In the meantime, I'd like to hear what Woodward says about this, as a man I admired for a long time. Of course, I admired Charlie Rose too. And I admired the faculty at the Berkeley Journalism School to, before I got to know them and experienced duplicity eerily similar to what O'Connor describes - and wrote about it.
An important read and timely release.
November 7, 2019
If you live in one of the social media echo chambers, and enjoy your daily drivel of reaffirming claptrap, this is NOT the book for you. O’Connor breathes new life into the lost art of investigative journalism, and forces us to question what we’ve previously taken for granted. Did WaPo capitalize on the naiveté of its readers by speeding to foregone partisan conclusions? Did they create the model in use today where conjecture passes for analysis? O’Connor diagnoses the traps in the psychobabble and counsels us on how to recognize them in the future. One need not necessarily agree with every nuance in the book, but through O’Connor’s laser precision in connecting the dots, he reminds us of our civic duty where the press is concerned, to question more and genuflect less.

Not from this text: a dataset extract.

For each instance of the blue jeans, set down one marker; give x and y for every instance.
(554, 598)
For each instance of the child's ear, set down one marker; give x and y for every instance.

IS “FAKE NEWS” REAL? —MUST READ IN CURRENT POLITICAL CLIMATE
November 10, 2019
I preordered this book and when it arrived, could not put it down. In this day where “impeachment” is at the front of every news feed, you owe it to yourself to learn what really happened during the Nixon impeachment process: the past is repeating itself and it is not at the hand of The President.
This book gives insight to what is really behind “fake news” – a cover-up that brought down the Nixon presidency for reasons never fully revealed. In our democracy where we depend upon the media to deliver through factual, unbiased, reporting, this book shows how the news can be manipulated to keep the voting public in the dark. It’s an eye-opener and could not be more timely.